Data Collection and Analysis: 

Diagnostic Question Set Data. Existing Physics Diagnoser data available for analysis have 
been collected through the online website http://www.Diagnoser.com/ . The primary student 
outcomes are the “facet scores” from a student’s question set responses, which are a sequence of 
inferred facets derived from a student’s multiple-choice responses. We summarize and represent 
students’ facet scores for a given question set in three ways: (1) prevalence across the question 
set of inferred facets; which facets occurred and how often; (2) patterns of inferred facets; and 
(3) degree of consistency within a given student’s facet pattern. 

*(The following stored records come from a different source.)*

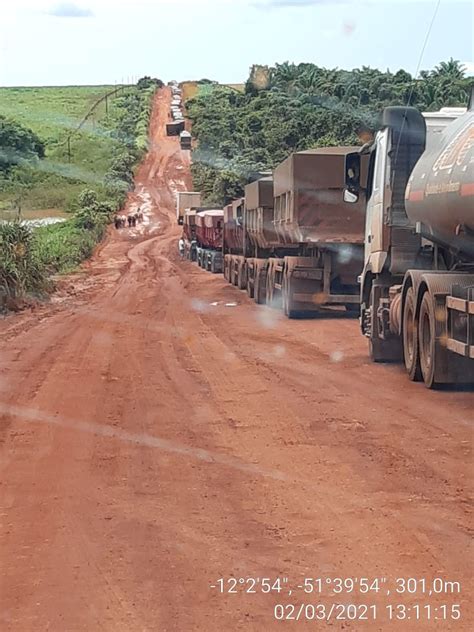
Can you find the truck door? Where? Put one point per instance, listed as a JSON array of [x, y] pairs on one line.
[[375, 205]]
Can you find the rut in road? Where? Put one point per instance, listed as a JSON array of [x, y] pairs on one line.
[[154, 439]]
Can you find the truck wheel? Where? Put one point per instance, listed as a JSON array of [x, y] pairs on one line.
[[286, 299], [242, 275], [410, 337], [382, 350], [352, 309], [259, 288], [427, 340], [250, 287]]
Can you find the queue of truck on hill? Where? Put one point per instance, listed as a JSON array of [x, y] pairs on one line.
[[385, 231]]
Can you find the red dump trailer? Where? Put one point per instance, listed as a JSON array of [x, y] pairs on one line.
[[209, 231], [189, 233]]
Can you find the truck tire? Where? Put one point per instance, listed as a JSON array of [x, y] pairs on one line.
[[352, 310], [259, 291], [427, 340], [241, 275], [286, 299], [250, 287], [382, 350], [410, 337]]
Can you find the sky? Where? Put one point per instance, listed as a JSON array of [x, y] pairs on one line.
[[49, 42]]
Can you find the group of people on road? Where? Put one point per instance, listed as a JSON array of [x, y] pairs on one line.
[[132, 219]]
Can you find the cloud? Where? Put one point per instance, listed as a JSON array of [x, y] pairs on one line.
[[69, 10], [285, 4], [348, 27]]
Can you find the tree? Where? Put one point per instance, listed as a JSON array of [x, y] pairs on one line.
[[451, 69], [17, 144], [292, 107]]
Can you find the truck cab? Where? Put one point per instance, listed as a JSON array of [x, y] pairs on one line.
[[417, 278]]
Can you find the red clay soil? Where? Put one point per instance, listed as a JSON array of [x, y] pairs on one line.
[[159, 431]]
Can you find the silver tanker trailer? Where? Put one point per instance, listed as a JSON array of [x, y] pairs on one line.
[[417, 285]]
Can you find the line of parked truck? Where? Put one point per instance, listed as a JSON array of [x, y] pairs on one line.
[[176, 124], [385, 231]]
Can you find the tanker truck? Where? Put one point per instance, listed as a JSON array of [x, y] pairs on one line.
[[209, 228], [417, 284], [299, 248]]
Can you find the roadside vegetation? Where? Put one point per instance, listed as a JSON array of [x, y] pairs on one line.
[[289, 107], [91, 193]]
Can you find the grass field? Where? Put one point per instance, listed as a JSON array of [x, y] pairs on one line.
[[55, 113]]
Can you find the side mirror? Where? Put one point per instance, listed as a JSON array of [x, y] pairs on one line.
[[352, 174], [350, 196]]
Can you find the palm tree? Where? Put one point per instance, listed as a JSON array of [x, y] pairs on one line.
[[452, 69]]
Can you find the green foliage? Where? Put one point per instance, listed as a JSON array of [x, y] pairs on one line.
[[17, 144], [21, 270], [28, 257], [62, 247], [292, 107]]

Advanced psychometric analyses focus on two main objectives: (1) to summarize the 
observed ranges and patterns of performance of a variety of groups of students in the question 
sets associated with each cluster; and (2) to provide a definitive evaluation of the diagnostic 
capacity of the question sets with respect to inferring students’ facet profiles. Previous model- 
based psychometric studies of facet-based assessments have had limited success in capturing 
students’ observed performance on items in ways that were aligned with the cluster and facets 
structure (Wilson 1992, 2008; Steedle & Shavelson, 2009; Steedle, 2008; Scalise, Madhyastha, 
Minstrell, and Wilson, 2010). We will report on a fresh set of approaches that take into account 
structural and design characteristics of the facets assessments using multidimensional diagnostic 
models. Highly promising diagnostic model-based analyses have been completed of another 
type of misconception-based assessment called concept inventories (Santiago-Roman, 2009; 
Santiago-Roman et. al., in preparation). In that work a set of “skills” for diagnostic measurement 
and reporting was shown to be highly predictive of student performance. We are carrying out 
similar diagnostic analyses for facet-based assessments, guided by findings from the alignment 
analyses and ECD analyses, and we are using a constrained latent class model for cognitive 
diagnosis called the Fusion Model and Markov Chain Monte Carlo model calibration methods 
(DiBello, Roussos & Stout, 2007; DiBello & Stout, 2003; DiBello & Stout 2007), as well as a 
partial credit model that allows for two possible responses to have the same ordered score level 
to scale the response data (Wilson 1992, 2008). New diagnostic models are being applied that 
take account of facet information linked to multiple choice options (DiBello, Stout & Henson, in 
press; also see de la Torre 2009). 

Alignment Study. In contrast to typical alignment studies, this study will provide more 
substantial evidence about the diagnostic capabilities of the Diagnoser formative assessment 
system. Panelists will judge each facet cluster’s alignment to three frameworks (AAAS 
Benchmarks for Scientific Literacy, College Board Science Standards, and the core and 
component ideas in the NRC’s New Framework for Science Education Standards). Each panelist 
first will make a judgment about the degree to which the goal facets in each cluster address the 
content in the standards using a 4-point Likert scale (1 = Fully aligned to 4 = Not aligned). 
Particularly relevant to evaluating the diagnostic capabilities of the system, panelists also will: 

(a) judge the extent to which the problematic facets in each cluster reflect common 
misconceptions supported in the literature using a 5-point scale (1 = Very good coverage to 5 = 
Very poor coverage); and (b) confirm that problematic facets in each cluster are appropriately 
ranked from less to more problematic.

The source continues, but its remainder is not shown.